Die beste E-Auto-Batterie sollte wirtschaftlich und nachhaltig sein. Und sie sollte möglichst in Europa produziert werden, damit die Abhängigkeit von China reduziert werden kann. Doch all das zu erfüllen, ist kompliziert.

Moderne Auto-Akkus bieten heute schon eine Kapazität von rund 120 kWh und eine Reichweite von bis zu 800 Kilometern. Und die Entwicklung geht in hohem Tempo weiter: Noch in diesem Jahr soll ein 150-kWh-Akku kommen, der eine Batteriereichweite von bis zu 1000 Kilometern mit einer Ladung hat.

Solche Akkus wiegen allerdings bis zu 800 Kilogramm, nehmen viel Platz im Auto ein – und sie sind sehr, sehr teuer.

Wie lässt sich das ändern? Darüber kann Professor Martin Winter Auskunft geben, einer der erfahrensten Experten für Batterien in Deutschland. Der Wissenschafter leitet das Batterieforschungszentrum der Universität Münster und ist Gründungsdirektor des Helmholtz-Instituts Münster für Ionenleiter in der Energiespeicherung.

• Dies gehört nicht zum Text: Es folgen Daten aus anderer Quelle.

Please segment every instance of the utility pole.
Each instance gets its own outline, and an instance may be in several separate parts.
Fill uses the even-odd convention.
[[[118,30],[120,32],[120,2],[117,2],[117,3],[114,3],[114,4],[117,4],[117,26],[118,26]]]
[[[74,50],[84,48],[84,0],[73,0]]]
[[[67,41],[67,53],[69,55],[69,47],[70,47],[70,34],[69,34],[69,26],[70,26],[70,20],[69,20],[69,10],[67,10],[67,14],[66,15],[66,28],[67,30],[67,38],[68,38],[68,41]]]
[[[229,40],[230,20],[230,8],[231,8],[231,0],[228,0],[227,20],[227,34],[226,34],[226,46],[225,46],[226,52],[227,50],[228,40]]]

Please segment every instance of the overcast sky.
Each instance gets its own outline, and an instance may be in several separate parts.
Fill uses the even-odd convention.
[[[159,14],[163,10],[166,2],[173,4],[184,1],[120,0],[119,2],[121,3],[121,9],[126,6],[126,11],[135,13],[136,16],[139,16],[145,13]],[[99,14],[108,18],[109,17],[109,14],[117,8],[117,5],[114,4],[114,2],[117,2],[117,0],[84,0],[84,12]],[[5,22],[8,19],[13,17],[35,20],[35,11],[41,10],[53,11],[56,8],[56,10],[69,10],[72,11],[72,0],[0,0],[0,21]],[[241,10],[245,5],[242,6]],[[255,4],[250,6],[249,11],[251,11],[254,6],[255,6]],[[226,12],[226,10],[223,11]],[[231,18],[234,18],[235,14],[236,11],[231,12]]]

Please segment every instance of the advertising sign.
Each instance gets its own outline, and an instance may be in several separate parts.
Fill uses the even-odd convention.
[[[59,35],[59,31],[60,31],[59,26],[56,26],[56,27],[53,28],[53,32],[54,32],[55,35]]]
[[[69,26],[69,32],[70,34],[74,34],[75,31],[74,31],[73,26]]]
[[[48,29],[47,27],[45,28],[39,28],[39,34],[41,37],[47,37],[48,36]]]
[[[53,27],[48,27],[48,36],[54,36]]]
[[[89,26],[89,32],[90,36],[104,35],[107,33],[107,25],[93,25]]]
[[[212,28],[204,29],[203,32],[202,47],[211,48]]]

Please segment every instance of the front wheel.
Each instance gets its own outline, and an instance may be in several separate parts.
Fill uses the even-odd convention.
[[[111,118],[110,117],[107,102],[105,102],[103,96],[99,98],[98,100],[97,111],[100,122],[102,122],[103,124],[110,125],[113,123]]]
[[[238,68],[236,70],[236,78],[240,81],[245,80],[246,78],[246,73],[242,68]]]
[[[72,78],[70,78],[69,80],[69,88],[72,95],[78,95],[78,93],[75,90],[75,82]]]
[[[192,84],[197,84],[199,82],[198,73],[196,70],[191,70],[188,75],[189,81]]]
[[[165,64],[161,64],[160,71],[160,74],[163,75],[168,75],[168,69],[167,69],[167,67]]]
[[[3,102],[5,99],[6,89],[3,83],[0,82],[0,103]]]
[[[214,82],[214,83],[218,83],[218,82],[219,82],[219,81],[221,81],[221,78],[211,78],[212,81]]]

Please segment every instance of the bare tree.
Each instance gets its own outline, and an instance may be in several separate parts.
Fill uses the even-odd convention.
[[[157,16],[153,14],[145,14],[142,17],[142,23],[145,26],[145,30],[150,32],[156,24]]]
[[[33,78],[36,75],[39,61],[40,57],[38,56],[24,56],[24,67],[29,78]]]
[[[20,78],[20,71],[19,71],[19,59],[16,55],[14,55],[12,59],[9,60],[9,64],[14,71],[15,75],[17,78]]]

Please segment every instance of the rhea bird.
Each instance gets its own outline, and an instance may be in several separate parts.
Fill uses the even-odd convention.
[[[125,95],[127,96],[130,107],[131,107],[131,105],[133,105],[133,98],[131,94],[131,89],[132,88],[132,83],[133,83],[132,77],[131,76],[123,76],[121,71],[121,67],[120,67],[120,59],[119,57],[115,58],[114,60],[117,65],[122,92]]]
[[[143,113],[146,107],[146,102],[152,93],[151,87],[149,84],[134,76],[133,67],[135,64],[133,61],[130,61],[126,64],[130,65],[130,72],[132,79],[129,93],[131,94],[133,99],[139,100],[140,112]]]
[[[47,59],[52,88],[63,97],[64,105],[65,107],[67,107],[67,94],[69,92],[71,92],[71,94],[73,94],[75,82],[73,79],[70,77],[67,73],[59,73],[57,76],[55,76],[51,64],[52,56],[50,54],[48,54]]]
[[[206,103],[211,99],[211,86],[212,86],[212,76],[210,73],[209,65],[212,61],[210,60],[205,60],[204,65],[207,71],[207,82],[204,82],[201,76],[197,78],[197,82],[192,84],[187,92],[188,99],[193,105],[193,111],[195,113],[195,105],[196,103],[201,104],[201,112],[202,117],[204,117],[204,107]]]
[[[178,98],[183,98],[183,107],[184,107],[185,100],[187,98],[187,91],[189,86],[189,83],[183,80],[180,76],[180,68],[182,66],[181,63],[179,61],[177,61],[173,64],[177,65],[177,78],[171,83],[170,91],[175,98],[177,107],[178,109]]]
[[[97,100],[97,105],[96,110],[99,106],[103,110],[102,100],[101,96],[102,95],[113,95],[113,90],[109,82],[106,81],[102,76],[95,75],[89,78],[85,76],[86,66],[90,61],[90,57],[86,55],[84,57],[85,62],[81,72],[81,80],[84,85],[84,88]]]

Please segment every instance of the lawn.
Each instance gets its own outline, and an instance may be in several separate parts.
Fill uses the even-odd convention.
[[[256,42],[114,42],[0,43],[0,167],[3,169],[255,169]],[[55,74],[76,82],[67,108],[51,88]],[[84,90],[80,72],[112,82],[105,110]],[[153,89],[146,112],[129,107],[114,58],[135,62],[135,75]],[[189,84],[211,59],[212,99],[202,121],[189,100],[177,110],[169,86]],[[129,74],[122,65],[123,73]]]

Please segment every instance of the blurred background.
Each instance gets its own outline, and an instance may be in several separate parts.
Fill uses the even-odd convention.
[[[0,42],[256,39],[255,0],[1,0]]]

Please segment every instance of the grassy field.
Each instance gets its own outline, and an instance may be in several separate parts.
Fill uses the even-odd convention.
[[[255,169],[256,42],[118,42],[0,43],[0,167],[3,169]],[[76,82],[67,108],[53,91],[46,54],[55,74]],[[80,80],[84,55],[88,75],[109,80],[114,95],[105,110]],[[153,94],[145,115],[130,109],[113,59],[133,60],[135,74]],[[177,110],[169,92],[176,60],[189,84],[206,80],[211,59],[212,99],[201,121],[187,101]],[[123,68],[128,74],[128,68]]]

State of the Art: die Lithiumionenbatterie

Winter sieht mehrere mögliche Verbesserungswege für die Batterieforschung. Beispielsweise können die bewährten Lithiumionen-Akkus weiterentwickelt werden. Sie böten noch Potenzial für Fortschritte, sagt er, man müsse die Technologie aber nachhaltiger gestalten.

Lithiumionen-Akkus (kurz: Li-Ion-Akkus) bestehen, wie alle Batteriesysteme, aus vielen Zellen. Und in jeder Zelle steckt chemisches Material. Eine Zelle besteht aus den beiden Elektroden – der Kathode und der Anode –, dem Separator und dem Elektrolyten. Das ist eine Substanz, die durch entgegengesetzt geladene, bewegliche Ionen elektrisch leitfähig ist. Zusammen speichern sie Energie und können sie wieder abgeben.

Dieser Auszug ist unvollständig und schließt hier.